You see, Boffoli makes art, and a living, playing with food. He takes photographs of miniature scenes featuring humans in delectable landscapes of edible stuff. There are shots of bicyclists pedaling along the skin of a banana, mountaineers scaling a peak of stacked cookies and scuba divers taking a dip into a warm cup of tea, among others. In each, the tiny figurines are delicately crafted and positioned to create a whimsical tableau that prominently features the astounding and varied textures of so many types of food.

If they’d only realized that the killer was right there in the crowd.

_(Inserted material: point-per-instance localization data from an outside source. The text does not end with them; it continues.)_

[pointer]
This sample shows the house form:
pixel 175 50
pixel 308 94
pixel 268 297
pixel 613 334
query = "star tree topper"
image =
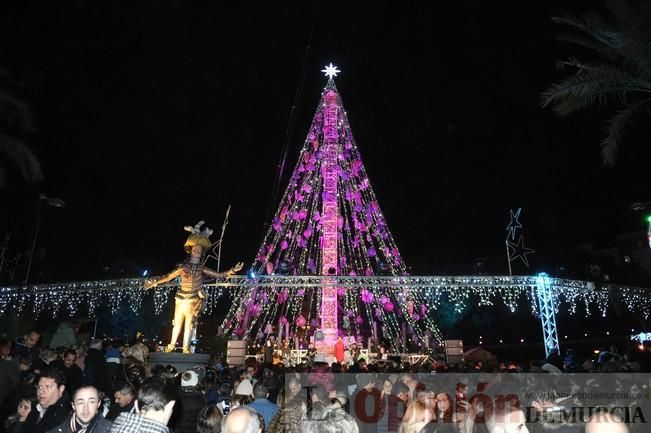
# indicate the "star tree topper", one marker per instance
pixel 330 70
pixel 514 224
pixel 518 250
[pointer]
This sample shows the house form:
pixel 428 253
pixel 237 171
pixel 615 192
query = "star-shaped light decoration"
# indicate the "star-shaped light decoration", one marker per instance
pixel 514 224
pixel 330 70
pixel 518 250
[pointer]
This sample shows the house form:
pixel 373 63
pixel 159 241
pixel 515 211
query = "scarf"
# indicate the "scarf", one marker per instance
pixel 77 427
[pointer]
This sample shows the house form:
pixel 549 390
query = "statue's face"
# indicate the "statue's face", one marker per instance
pixel 196 252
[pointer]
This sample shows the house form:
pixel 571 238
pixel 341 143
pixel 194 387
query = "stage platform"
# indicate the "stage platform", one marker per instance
pixel 181 361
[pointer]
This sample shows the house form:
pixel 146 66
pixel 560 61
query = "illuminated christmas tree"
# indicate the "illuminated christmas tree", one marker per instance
pixel 329 222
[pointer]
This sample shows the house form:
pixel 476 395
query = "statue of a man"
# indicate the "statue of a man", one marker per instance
pixel 189 298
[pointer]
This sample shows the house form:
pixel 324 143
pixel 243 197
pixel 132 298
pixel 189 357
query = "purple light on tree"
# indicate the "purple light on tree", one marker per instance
pixel 328 222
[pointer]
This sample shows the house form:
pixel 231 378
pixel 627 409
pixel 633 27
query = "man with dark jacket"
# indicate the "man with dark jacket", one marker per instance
pixel 53 404
pixel 70 370
pixel 155 403
pixel 125 397
pixel 95 371
pixel 191 401
pixel 27 347
pixel 86 417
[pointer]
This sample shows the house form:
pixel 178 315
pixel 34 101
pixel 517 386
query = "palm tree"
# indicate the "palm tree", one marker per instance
pixel 15 121
pixel 619 75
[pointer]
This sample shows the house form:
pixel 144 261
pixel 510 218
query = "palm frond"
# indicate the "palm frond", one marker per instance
pixel 592 85
pixel 617 126
pixel 596 35
pixel 21 156
pixel 15 113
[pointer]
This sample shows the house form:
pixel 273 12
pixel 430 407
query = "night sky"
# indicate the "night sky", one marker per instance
pixel 153 115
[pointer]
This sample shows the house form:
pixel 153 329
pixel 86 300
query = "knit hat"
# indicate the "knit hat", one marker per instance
pixel 189 378
pixel 244 388
pixel 198 237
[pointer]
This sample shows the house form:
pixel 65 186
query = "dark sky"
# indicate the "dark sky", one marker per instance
pixel 153 115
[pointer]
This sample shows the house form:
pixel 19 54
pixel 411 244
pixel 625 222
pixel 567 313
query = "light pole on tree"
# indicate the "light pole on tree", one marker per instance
pixel 50 201
pixel 644 207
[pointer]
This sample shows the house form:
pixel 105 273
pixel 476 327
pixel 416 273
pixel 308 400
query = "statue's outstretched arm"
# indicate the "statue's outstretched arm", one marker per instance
pixel 153 282
pixel 214 274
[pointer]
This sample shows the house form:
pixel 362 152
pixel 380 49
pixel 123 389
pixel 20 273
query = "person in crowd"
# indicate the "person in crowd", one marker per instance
pixel 511 420
pixel 241 420
pixel 339 350
pixel 22 411
pixel 53 404
pixel 416 417
pixel 124 399
pixel 5 349
pixel 71 371
pixel 243 393
pixel 9 376
pixel 49 358
pixel 269 349
pixel 288 419
pixel 189 298
pixel 271 382
pixel 85 417
pixel 219 393
pixel 262 405
pixel 603 422
pixel 331 420
pixel 156 400
pixel 190 401
pixel 134 367
pixel 27 347
pixel 210 420
pixel 367 403
pixel 65 335
pixel 95 370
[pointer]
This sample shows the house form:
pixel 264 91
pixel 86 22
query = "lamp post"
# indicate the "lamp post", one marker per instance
pixel 644 207
pixel 53 202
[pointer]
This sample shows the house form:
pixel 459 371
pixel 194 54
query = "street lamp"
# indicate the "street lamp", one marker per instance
pixel 52 202
pixel 644 207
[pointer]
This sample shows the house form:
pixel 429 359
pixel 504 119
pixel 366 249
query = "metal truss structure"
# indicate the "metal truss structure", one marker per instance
pixel 544 294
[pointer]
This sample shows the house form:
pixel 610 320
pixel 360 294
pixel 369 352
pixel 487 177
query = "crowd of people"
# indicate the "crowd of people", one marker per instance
pixel 107 386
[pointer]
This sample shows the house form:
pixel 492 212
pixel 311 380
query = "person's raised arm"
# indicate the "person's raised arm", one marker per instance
pixel 153 282
pixel 214 274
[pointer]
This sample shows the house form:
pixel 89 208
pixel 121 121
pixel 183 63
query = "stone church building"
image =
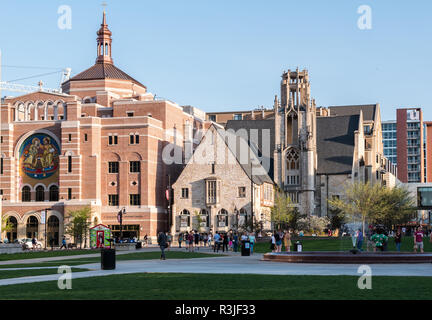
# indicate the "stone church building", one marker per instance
pixel 100 144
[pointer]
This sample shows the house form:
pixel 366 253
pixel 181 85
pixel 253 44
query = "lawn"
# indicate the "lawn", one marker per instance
pixel 129 256
pixel 8 274
pixel 45 254
pixel 155 286
pixel 340 244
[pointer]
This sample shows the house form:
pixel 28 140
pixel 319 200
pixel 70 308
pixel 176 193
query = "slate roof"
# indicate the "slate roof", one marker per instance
pixel 257 173
pixel 260 125
pixel 335 144
pixel 369 111
pixel 104 71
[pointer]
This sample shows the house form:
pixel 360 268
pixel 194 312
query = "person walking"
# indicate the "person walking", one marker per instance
pixel 359 240
pixel 235 242
pixel 169 240
pixel 63 243
pixel 398 239
pixel 287 241
pixel 418 238
pixel 273 242
pixel 252 241
pixel 190 240
pixel 180 239
pixel 225 243
pixel 162 241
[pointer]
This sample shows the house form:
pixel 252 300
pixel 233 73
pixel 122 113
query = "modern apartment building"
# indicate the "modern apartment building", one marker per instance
pixel 403 142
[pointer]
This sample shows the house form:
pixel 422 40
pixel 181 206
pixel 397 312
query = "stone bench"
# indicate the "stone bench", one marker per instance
pixel 125 246
pixel 10 248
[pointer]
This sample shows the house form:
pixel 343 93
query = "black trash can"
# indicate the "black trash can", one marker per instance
pixel 245 248
pixel 108 259
pixel 298 246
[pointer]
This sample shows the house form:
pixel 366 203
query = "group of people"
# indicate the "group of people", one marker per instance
pixel 278 237
pixel 378 239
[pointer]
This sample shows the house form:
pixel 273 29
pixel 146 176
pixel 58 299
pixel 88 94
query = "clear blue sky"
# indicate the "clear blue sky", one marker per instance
pixel 229 55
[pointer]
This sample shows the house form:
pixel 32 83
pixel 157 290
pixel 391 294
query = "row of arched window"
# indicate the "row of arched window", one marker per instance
pixel 53 194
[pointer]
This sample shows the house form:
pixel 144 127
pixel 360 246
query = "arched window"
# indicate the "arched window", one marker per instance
pixel 222 218
pixel 184 218
pixel 40 193
pixel 53 193
pixel 292 160
pixel 205 221
pixel 32 227
pixel 25 194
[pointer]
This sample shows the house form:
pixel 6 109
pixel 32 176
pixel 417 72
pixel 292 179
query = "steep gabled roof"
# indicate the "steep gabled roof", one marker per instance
pixel 369 111
pixel 335 143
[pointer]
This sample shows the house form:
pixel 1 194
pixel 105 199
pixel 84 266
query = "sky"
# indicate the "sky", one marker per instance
pixel 224 55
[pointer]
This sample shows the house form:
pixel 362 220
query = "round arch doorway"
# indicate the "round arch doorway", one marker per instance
pixel 32 227
pixel 53 231
pixel 11 234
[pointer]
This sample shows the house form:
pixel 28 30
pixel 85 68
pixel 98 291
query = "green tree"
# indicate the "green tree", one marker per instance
pixel 79 224
pixel 283 213
pixel 374 203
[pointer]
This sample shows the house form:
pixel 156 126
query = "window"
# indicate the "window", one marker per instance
pixel 134 166
pixel 242 192
pixel 185 193
pixel 113 199
pixel 25 194
pixel 53 193
pixel 134 200
pixel 40 193
pixel 69 163
pixel 211 191
pixel 113 167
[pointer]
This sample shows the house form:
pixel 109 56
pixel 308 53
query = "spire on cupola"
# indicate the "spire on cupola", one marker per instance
pixel 104 43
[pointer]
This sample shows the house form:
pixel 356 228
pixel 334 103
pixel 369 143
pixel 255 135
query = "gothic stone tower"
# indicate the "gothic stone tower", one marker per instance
pixel 295 158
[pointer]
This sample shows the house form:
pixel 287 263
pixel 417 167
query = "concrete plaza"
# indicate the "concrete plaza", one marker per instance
pixel 232 263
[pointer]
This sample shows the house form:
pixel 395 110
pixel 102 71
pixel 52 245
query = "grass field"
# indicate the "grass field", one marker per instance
pixel 154 286
pixel 45 254
pixel 341 244
pixel 123 257
pixel 8 274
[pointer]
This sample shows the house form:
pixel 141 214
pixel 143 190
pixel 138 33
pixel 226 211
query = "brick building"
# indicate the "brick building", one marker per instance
pixel 100 143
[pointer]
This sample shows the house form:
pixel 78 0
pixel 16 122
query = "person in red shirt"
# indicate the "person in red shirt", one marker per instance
pixel 418 238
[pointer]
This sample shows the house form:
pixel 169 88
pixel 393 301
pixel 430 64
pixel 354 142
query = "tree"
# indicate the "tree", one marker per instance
pixel 374 203
pixel 79 224
pixel 283 213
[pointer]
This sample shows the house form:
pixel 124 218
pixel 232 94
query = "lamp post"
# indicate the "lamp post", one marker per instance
pixel 120 220
pixel 45 222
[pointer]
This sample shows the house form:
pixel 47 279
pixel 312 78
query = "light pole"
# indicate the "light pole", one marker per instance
pixel 120 220
pixel 45 222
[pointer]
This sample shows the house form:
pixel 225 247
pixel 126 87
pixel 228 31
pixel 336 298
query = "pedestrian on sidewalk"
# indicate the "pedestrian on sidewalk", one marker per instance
pixel 180 239
pixel 162 241
pixel 398 239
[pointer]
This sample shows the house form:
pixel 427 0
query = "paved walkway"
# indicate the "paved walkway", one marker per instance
pixel 233 264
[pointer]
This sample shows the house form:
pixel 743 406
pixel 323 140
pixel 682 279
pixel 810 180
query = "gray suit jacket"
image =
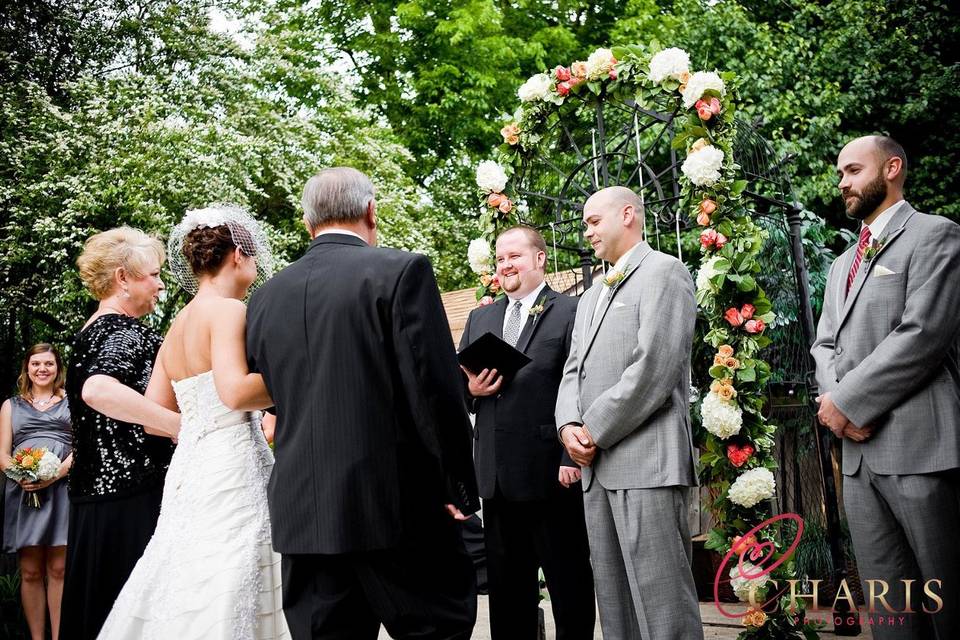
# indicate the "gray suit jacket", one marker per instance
pixel 627 377
pixel 889 352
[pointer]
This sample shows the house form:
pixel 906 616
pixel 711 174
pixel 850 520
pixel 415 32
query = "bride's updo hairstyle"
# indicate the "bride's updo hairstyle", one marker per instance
pixel 205 248
pixel 204 238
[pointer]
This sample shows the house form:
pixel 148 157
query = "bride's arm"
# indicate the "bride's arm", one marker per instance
pixel 237 387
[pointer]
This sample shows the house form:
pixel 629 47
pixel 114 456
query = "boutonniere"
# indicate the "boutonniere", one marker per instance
pixel 612 280
pixel 871 252
pixel 537 309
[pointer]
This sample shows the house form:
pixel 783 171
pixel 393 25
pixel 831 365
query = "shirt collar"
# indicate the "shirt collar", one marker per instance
pixel 330 230
pixel 880 222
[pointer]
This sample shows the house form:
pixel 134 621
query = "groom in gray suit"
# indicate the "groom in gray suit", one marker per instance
pixel 887 354
pixel 622 413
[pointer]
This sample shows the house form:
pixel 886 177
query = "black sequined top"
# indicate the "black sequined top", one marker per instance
pixel 113 459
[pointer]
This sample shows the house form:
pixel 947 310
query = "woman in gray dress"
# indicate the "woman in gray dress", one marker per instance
pixel 38 416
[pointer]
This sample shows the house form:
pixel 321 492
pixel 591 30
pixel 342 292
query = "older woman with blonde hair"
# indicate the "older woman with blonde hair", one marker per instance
pixel 122 441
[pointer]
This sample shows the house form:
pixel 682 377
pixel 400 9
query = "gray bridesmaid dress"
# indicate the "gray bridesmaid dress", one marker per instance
pixel 25 526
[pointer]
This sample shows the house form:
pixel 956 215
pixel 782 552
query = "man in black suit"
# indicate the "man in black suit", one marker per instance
pixel 532 518
pixel 373 457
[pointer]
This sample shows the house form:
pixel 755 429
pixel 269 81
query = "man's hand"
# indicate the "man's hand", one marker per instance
pixel 486 383
pixel 579 444
pixel 830 416
pixel 455 513
pixel 569 476
pixel 857 434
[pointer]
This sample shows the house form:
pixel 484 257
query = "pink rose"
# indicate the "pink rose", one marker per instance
pixel 755 326
pixel 733 317
pixel 708 237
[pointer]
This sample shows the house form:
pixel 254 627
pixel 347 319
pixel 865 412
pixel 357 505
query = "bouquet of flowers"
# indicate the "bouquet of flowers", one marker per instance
pixel 33 464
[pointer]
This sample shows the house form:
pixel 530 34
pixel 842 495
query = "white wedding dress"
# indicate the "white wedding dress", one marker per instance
pixel 209 571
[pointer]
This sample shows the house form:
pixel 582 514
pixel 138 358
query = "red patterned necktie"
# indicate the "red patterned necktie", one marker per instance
pixel 861 247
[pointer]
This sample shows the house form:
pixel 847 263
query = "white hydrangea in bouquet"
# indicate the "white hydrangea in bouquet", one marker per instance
pixel 491 177
pixel 703 164
pixel 743 587
pixel 671 63
pixel 722 418
pixel 698 84
pixel 752 487
pixel 33 464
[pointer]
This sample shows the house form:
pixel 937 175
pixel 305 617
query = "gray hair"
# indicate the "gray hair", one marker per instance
pixel 336 195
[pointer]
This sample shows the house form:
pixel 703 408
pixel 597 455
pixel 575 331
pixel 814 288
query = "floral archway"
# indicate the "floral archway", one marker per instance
pixel 736 461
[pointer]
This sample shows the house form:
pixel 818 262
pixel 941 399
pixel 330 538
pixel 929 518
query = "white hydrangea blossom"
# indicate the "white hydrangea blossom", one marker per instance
pixel 669 63
pixel 702 167
pixel 742 587
pixel 599 64
pixel 698 84
pixel 49 466
pixel 478 254
pixel 752 487
pixel 491 176
pixel 535 88
pixel 722 418
pixel 707 270
pixel 207 217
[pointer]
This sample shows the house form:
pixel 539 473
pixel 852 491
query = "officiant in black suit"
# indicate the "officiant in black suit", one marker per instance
pixel 373 456
pixel 532 516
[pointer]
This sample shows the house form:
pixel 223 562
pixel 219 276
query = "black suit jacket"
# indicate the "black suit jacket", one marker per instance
pixel 372 434
pixel 516 435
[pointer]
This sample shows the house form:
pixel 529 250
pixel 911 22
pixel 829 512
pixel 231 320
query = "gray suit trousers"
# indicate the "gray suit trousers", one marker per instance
pixel 904 527
pixel 641 554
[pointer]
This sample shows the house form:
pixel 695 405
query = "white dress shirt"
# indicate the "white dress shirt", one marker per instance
pixel 526 303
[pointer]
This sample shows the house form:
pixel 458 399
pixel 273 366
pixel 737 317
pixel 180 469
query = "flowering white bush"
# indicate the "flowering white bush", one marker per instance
pixel 600 64
pixel 702 167
pixel 752 487
pixel 707 270
pixel 742 587
pixel 536 88
pixel 478 254
pixel 698 84
pixel 49 466
pixel 720 417
pixel 491 176
pixel 669 63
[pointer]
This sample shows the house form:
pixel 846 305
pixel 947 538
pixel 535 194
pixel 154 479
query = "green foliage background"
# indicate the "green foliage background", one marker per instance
pixel 130 112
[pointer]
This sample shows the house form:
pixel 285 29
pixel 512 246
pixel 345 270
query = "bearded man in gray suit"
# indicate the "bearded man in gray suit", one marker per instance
pixel 623 415
pixel 887 366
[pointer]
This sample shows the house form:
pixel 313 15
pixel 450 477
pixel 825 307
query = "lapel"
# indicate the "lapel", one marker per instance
pixel 893 230
pixel 606 295
pixel 530 326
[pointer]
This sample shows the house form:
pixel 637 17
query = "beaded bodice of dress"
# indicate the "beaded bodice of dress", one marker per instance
pixel 201 409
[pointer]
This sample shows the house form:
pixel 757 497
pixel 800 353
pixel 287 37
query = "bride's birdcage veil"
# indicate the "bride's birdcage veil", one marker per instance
pixel 245 232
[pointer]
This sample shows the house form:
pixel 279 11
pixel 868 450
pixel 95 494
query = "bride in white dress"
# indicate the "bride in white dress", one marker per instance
pixel 209 571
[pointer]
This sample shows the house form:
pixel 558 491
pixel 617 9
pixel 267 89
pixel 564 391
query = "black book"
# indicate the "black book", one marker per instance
pixel 490 352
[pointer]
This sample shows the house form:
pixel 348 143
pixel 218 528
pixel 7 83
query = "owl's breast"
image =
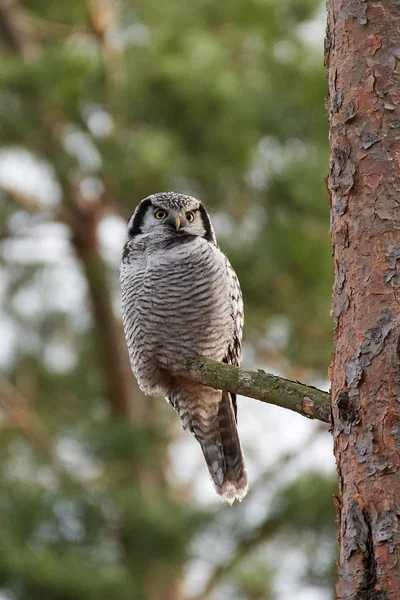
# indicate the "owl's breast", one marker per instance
pixel 186 303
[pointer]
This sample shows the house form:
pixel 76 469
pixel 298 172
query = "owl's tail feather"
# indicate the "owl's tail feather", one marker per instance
pixel 223 453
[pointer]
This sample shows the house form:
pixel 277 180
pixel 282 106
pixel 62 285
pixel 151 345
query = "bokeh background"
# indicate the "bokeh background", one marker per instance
pixel 102 103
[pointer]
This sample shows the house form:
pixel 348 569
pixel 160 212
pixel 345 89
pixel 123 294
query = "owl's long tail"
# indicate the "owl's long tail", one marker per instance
pixel 219 441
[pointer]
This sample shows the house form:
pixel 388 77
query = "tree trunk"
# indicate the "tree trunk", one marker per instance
pixel 362 57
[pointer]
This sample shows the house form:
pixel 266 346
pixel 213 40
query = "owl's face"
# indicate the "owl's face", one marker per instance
pixel 171 214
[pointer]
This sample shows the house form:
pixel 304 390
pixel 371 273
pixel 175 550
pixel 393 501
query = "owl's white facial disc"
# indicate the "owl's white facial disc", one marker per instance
pixel 171 215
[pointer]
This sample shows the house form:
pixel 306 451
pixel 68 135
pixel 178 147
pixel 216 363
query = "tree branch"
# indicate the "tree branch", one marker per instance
pixel 306 400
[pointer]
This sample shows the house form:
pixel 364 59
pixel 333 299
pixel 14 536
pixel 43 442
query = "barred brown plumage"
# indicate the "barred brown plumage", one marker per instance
pixel 181 299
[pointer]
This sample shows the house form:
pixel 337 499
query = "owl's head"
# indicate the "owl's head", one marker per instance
pixel 172 215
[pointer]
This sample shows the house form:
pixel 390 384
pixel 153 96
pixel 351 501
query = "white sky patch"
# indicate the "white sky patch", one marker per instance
pixel 312 32
pixel 25 173
pixel 79 145
pixel 99 121
pixel 111 234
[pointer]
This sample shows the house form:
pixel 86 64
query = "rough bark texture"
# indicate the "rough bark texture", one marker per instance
pixel 362 57
pixel 305 400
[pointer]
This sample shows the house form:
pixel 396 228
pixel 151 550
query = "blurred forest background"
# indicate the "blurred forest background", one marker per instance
pixel 102 103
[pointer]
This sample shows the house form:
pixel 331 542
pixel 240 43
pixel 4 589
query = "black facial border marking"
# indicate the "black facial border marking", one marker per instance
pixel 135 228
pixel 209 232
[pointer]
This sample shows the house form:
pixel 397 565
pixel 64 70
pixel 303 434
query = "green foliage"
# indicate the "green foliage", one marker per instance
pixel 221 100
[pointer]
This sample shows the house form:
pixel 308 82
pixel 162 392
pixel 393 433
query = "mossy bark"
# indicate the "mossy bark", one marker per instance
pixel 362 57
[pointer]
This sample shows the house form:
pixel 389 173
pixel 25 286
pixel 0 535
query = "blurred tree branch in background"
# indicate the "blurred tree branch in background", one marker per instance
pixel 113 101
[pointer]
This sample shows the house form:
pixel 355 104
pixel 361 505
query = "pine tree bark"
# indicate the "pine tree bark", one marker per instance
pixel 362 57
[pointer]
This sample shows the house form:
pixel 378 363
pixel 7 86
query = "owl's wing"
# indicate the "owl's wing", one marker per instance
pixel 234 351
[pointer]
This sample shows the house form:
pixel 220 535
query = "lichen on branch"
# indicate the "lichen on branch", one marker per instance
pixel 306 400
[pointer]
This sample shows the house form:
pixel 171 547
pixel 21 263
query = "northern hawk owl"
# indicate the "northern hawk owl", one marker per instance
pixel 181 299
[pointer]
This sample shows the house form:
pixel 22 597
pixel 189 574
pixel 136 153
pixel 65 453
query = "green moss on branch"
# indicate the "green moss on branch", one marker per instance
pixel 305 400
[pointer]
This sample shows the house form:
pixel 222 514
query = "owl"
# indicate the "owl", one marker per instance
pixel 181 299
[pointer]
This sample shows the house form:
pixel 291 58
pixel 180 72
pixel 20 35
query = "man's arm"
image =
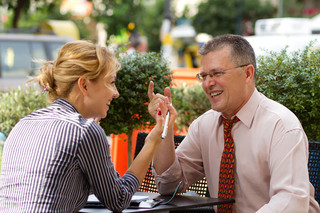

These photographs, part of his Big Appetite series that has been published or exhibited in more than 90 countries and nominated for a James Beard Award last spring, are inspired by Boffoli’s memories of his youth, in which he played with miniature toys, such as Matchbox cars, and generally marveled at how the world seemed outsized for a kid. The photographs, he adds, can be appreciated by nearly anyone, given that toys and food are valued in almost every culture. That said, he cautions against regarding his tedious and time-consuming artwork as child’s play.

“While there is obviously humor intended in my work, there are also more serious themes that the series is intended to address: American overconsumption, portion sizes, food spectatorship, et cetera,” says Boffoli, who resides in Seattle. “Each image is also designed to be accompanied by a caption, which is half the work and just as important as the images themselves.”

That’s not to diminish the painstaking craftsmanship involved in creating a scene.

“The figures I work with are tiny and generally not very well-suited to standing on food. What I do requires a great deal of patience,” says Boffoli. “Then again, creating art certainly requires a certain amount of playfulness in your approach to the world, as it’s often the errand of an artist to select ordinary things and rearrange them to suit our capricious whims.”

Beyond the challenges posed by the figurines, it can be difficult to photograph food in a flattering way. Most food looks good from a distance but reveals flaws when examined closely. Boffoli buys extra food in preparation for his photo shoots to make sure he has the best models. Rarely will he eat the food afterward, considering it has been sitting on a miniature set for hours. The only exception, he confesses, is patisserie.

I told them production was moving too fast. But they wouldn’t listen.

His indulgence is not limited to sweets, however. He is gracious enough to answer that most obvious question.

“To be honest, I can’t recall my mother ever scolding me for playing with my food. I’m half Italian, so I was always a good eater. I did have a habit of separating my food on the plate, like sorting the peas and carrots into their component piles,” he says. “It was always as if I were trying to arrange the food like colors on an artist’s palette.”

Indeed, it seems Boffoli has always had the appetite of an artist.